Settlement Methods
This choice is typically driven by accounting considerations/implications. Standard options include:
Full physical settlement (the issuers delivers shares upon conversion);
Cash Settlement (the issuer delivers the value of the shares in cash);
Flexible Settlement (“instrument X”) - the issuer can choose to deliver physical shares, cash, or a combination thereof;
Net Share Settlement (“instrument C”) - the issuer must deliver the principal amount in cash and may use cash, shares or a combination thereof for the remainder.
SEC-Registered Issues vs. Rule 144A
“Well-known Seasoned Issuers” (“WKSIs”) - public companies with a market cap in excess of $700m may use an automatically effective SEC shelf registration statement to issue convertible securities.
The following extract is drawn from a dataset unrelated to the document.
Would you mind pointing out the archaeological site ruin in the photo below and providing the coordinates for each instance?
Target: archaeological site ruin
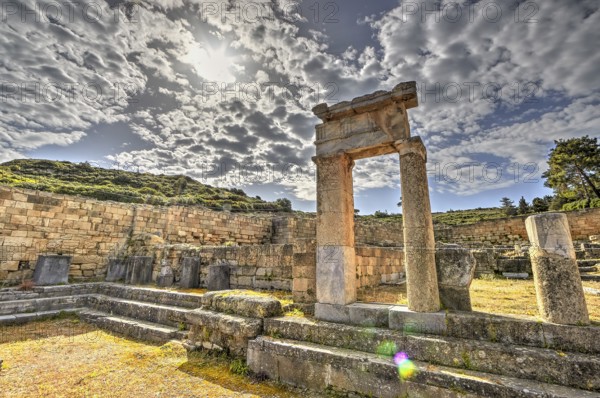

There is no delay in SEC review.
If a non-WKSI does not have an effective SEC shelf registration statement covering convertible securities, the issuer can use Rule 144A, allowing for fast execution and to avoid SEC review. Rule 144A also exempts issuers from Regulation M, which can be helpful in managing dilution and offsets short selling by hedged investors, because it allows issuers to buyback shares concurrent to the issue.
Fundamental Changes
Fundamental changes language, included in convertible bond prospectuses/indentures, allow investors to put their convertible securities to the issuer at par or greater, based on a “make whole” provision or table.
Fundamental changes include a change of control, disposition of “all or substantially all” assets of the issuer, or a transaction in which the existing stock is replaced by consideration that consists of less than 90% exchange traded securities, to give some examples.
Generally, owing to the loss of time-value-of-money, expressed as Theta, the further from maturity a change of control event occurs, the greater the premium paid to convertible investors.
Call Spreads
Issuers can offset their obligations under convertible security offerings - and manage equity dilution - by entering into over-the-counter derivative transactions, “call spreads”, with banks.
A call spread involved buying a call option on the underlying shares at the conversion price, offsetting the obligation to deliver shares or cash upon conversion.
The call option is subject to a cap price, hence “capped call transactions”, as commonly referred to in the US. The dealer does not deliver additional value to the issuer if the share price at conversion is above the cap price.
The issuer has synthetically increased the conversion price to the higher cap price, mitigation the dilution impact if notes are converted.